[Milsurplus] ARC-2: Smart People Needed

Ray Fantini RAFANTINI at salisbury.edu
Wed Apr 2 09:26:26 EDT 2014


With all due respect for what you are doing may I propose a different idea? Not that what you are attempting is wrong but the original design of almost all AM equipment prior to sideband was wide by design and that effective IF filtering has to take place before the input to the first IF amplifier with a filter being between the output of the  mixer and the first IF.
The AN/URC-7 was a huge three part HF AM transceiver intended for use on the old two to three MHz marine band and although the receiver was a newer design then the ARC-2 it suffered the same problem of being too wide. There was a modification kit that involved removing the first IF amplifier tube, think it was a 6BA6 and replacing it with an assembly that fit into that socket that had a Collins mechanical filter and a tube on a little chassis that fit into the same socket as the original first IF amplifier tube.
Think the modification may have accounted for the URC-7 being used up until the demise of HF AM operation on the marine band, that and the fact that the radio was all crystal control so it required no skill to operate.
I would speculate that something can be built  that replaces the first amplifier tube that incorporates a filter and  a newer tube to fit in the place of the original first IF amplifier tube and if you wanted to return the radio to original just remove the assembly and put the original tube back in place. To me that would be way more simple then trying to change the design of the IF response.
Have no idea where or if it can be found but the schematic of the adapter used on the AN/URC-7 would be real useful as a guide.

Ray F

-----Original Message-----
From: milsurplus-bounces at mailman.qth.net [mailto:milsurplus-bounces at mailman.qth.net] On Behalf Of David Stinson
Sent: Wednesday, April 02, 2014 12:52 AM
To: milsurplus at mailman.qth.net
Subject: [Milsurplus] ARC-2: Smart People Needed

I'm so glad I know people smarter than me.
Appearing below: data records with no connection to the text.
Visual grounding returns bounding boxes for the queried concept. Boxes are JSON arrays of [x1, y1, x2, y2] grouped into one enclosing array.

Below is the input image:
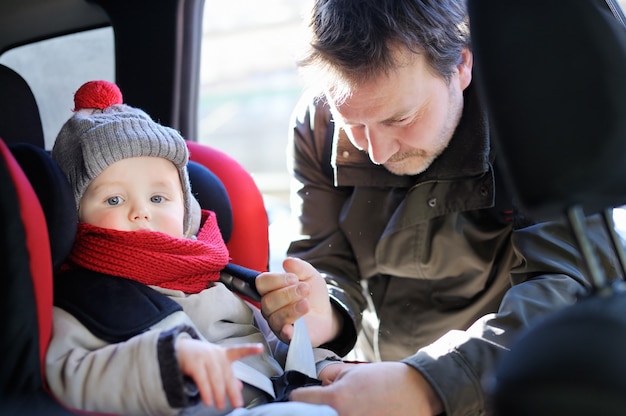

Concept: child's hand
[[176, 338, 264, 410]]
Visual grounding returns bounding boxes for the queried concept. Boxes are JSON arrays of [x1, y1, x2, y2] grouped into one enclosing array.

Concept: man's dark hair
[[299, 0, 470, 99]]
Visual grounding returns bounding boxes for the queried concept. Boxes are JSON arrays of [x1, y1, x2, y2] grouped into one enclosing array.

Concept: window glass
[[0, 27, 115, 150], [199, 1, 312, 269], [198, 2, 310, 193]]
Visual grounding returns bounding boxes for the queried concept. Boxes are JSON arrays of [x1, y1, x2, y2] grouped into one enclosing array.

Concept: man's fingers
[[262, 282, 309, 311], [290, 385, 336, 406], [256, 271, 299, 295], [282, 257, 317, 280], [260, 282, 310, 321], [265, 298, 311, 335], [280, 323, 295, 341], [225, 343, 264, 362]]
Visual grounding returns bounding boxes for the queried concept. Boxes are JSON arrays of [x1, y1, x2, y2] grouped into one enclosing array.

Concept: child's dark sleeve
[[157, 325, 203, 408]]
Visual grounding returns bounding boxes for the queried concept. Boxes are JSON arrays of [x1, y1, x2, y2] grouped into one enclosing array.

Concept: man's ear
[[458, 47, 473, 91]]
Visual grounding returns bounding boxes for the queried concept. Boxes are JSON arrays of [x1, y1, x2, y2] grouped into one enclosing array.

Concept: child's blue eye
[[151, 195, 164, 203], [106, 196, 121, 206]]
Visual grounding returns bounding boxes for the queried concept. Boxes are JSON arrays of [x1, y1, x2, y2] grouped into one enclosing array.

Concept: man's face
[[328, 47, 473, 176], [79, 156, 186, 238]]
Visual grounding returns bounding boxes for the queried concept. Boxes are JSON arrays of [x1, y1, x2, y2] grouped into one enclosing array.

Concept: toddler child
[[45, 80, 339, 416]]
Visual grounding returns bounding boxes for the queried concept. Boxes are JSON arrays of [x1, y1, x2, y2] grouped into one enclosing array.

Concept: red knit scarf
[[65, 210, 230, 294]]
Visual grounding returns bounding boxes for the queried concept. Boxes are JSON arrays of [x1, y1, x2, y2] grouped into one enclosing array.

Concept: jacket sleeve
[[401, 215, 617, 416], [46, 307, 199, 416], [286, 92, 365, 356]]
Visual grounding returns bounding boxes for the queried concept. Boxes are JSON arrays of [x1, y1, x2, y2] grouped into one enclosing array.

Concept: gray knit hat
[[51, 80, 193, 236]]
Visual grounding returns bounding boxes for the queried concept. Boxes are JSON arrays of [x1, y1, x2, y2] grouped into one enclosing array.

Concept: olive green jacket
[[286, 87, 617, 416]]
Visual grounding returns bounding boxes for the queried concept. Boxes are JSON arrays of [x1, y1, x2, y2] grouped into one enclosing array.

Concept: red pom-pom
[[73, 80, 123, 111]]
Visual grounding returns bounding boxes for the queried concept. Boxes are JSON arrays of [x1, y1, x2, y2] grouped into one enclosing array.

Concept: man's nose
[[366, 127, 399, 165]]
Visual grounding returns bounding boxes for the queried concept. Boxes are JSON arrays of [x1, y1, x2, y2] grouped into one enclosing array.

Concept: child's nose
[[130, 203, 150, 221]]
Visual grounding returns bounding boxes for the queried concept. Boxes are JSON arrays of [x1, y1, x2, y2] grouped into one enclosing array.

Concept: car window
[[198, 1, 310, 195], [198, 0, 312, 269], [0, 27, 115, 150]]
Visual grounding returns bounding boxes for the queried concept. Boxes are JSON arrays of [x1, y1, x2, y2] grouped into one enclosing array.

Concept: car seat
[[0, 64, 45, 148], [0, 69, 270, 414], [187, 140, 269, 272], [468, 0, 626, 414], [1, 139, 270, 414], [0, 140, 75, 414]]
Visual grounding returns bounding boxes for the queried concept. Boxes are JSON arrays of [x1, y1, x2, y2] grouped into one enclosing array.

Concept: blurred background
[[1, 0, 624, 271], [199, 0, 310, 193], [198, 0, 312, 270]]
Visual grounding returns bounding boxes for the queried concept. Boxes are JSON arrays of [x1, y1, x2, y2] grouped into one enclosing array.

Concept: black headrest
[[186, 160, 233, 243], [0, 65, 45, 148], [9, 143, 76, 272], [469, 0, 626, 220], [490, 290, 626, 416]]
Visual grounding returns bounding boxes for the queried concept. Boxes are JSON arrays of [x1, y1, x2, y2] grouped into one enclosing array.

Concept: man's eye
[[106, 196, 121, 206], [151, 195, 164, 203], [386, 117, 409, 126]]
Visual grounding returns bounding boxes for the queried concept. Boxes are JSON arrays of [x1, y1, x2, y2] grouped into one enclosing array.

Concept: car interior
[[2, 0, 626, 414], [469, 0, 626, 414], [1, 0, 269, 413]]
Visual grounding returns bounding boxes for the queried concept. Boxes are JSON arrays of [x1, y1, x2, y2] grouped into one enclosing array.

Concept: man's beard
[[382, 86, 464, 176], [382, 148, 439, 175]]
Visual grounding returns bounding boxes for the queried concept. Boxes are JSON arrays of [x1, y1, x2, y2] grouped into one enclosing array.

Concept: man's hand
[[291, 362, 444, 416], [176, 338, 263, 410], [317, 362, 358, 385], [256, 257, 341, 346]]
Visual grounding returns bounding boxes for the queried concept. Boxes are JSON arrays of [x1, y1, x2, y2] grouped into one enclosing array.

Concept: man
[[256, 0, 616, 414]]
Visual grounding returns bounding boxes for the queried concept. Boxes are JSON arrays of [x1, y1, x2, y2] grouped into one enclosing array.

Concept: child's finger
[[225, 343, 265, 362], [208, 367, 228, 410], [193, 370, 215, 409], [226, 378, 244, 408]]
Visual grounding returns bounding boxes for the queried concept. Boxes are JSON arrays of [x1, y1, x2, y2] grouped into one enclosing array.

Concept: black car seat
[[468, 0, 626, 414], [0, 140, 75, 414], [0, 67, 270, 413], [187, 140, 269, 272], [0, 64, 45, 148], [0, 64, 74, 414], [1, 138, 269, 414]]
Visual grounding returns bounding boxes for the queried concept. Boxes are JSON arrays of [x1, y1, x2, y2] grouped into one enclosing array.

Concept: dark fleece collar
[[54, 269, 182, 343]]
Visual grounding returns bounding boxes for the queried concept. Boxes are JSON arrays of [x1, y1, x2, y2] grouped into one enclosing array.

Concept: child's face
[[79, 156, 186, 238]]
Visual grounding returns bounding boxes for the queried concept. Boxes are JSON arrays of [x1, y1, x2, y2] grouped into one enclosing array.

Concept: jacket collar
[[332, 83, 491, 188]]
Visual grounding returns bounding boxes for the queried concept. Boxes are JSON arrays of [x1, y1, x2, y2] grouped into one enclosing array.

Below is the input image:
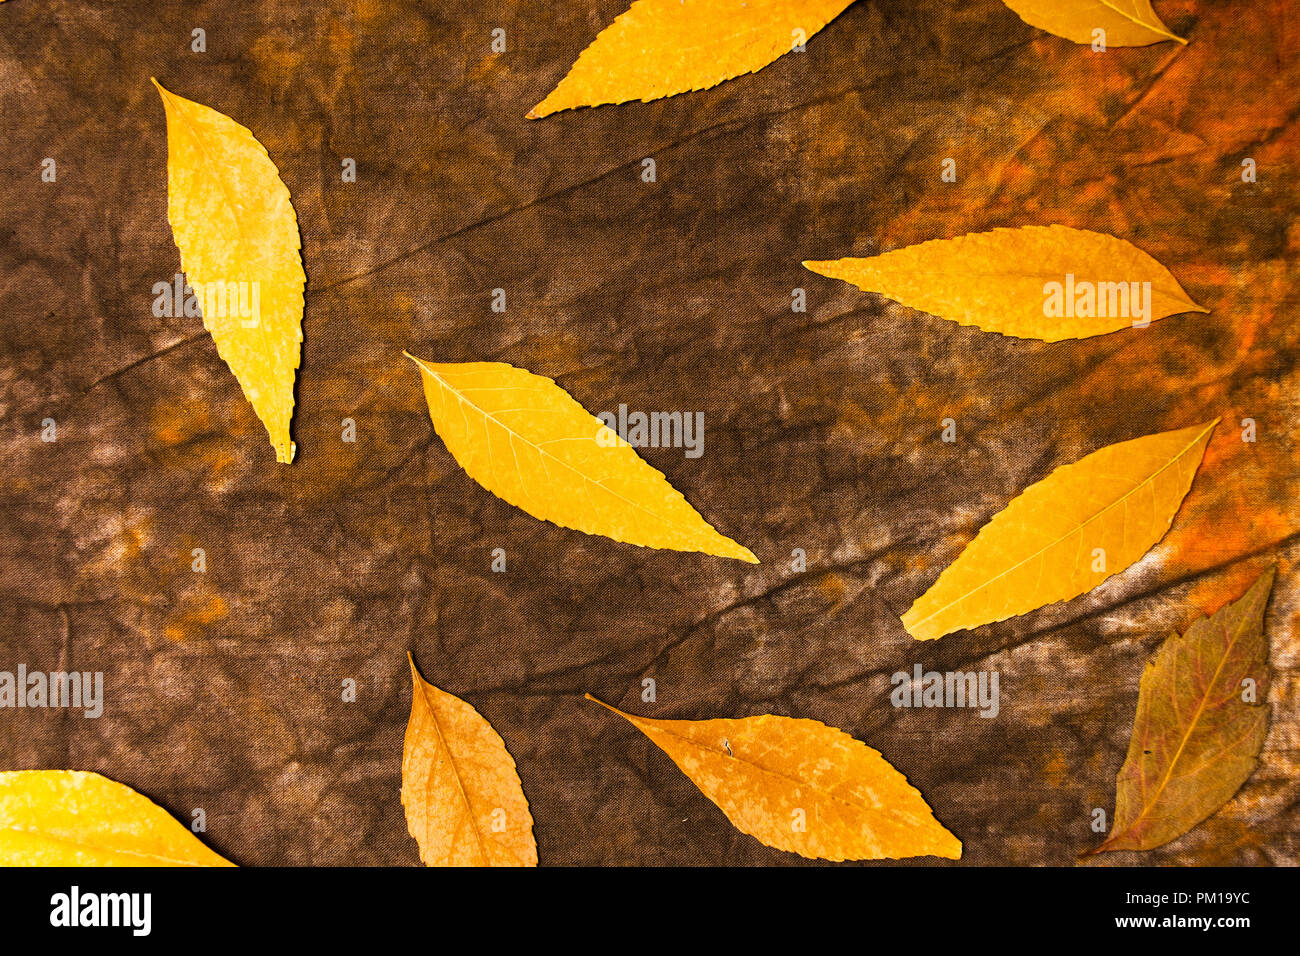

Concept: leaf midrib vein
[[1097, 0, 1185, 43], [1, 825, 215, 866], [412, 674, 492, 866], [647, 720, 922, 826], [909, 423, 1212, 631]]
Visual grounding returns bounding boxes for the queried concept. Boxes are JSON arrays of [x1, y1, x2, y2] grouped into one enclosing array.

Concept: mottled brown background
[[0, 0, 1296, 866]]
So I'm trying to find a non-destructive way to tighten the IF bandwidth of the ARC-2.
The IF tunes 1.0-1.5 MC as you tune the RF, making things a bit more "tricky."
Simplified circuit of the RT-91/ARC-2 receiver IF:

http://home.netcom.com/~arc5/ARC-2/ARC2IFCir.jpg

All the DC circuits (screen, fils) have been removed for clarity. Mixer plate circuit outputs to 1ST and 2ND if, which are tuned IF amplifiers, then to 3RD IF amp which is actually an untuned DC amplifier, then to the 4th IF which has only a bandpass filter on the output.
So I've omitted the 3RD and 4TH in the diagram because the selectivity is in the Mixer plate, 1ST and 2ND IF.

My first thought was to reduce the coupling to the tuned circuits, unloading them and thus increasing "Q."
I changed the 800 pFd coupling caps first to 240 pFd, then down to 100 pFd. The cap to the 3RD IF I changed to 50 pFd. 

After each change, I realigned the IF according to the procedure. I noted no significant reduction in stage gain, then plotted the bandwidth.
To my surprise, reducing these coupling caps actually made the IF circuit *broader." 
A lot broader.

OK Smart People- I gotta be missing something here that's probably obvious to you.
Why would reducing the coupling here make the IF broader??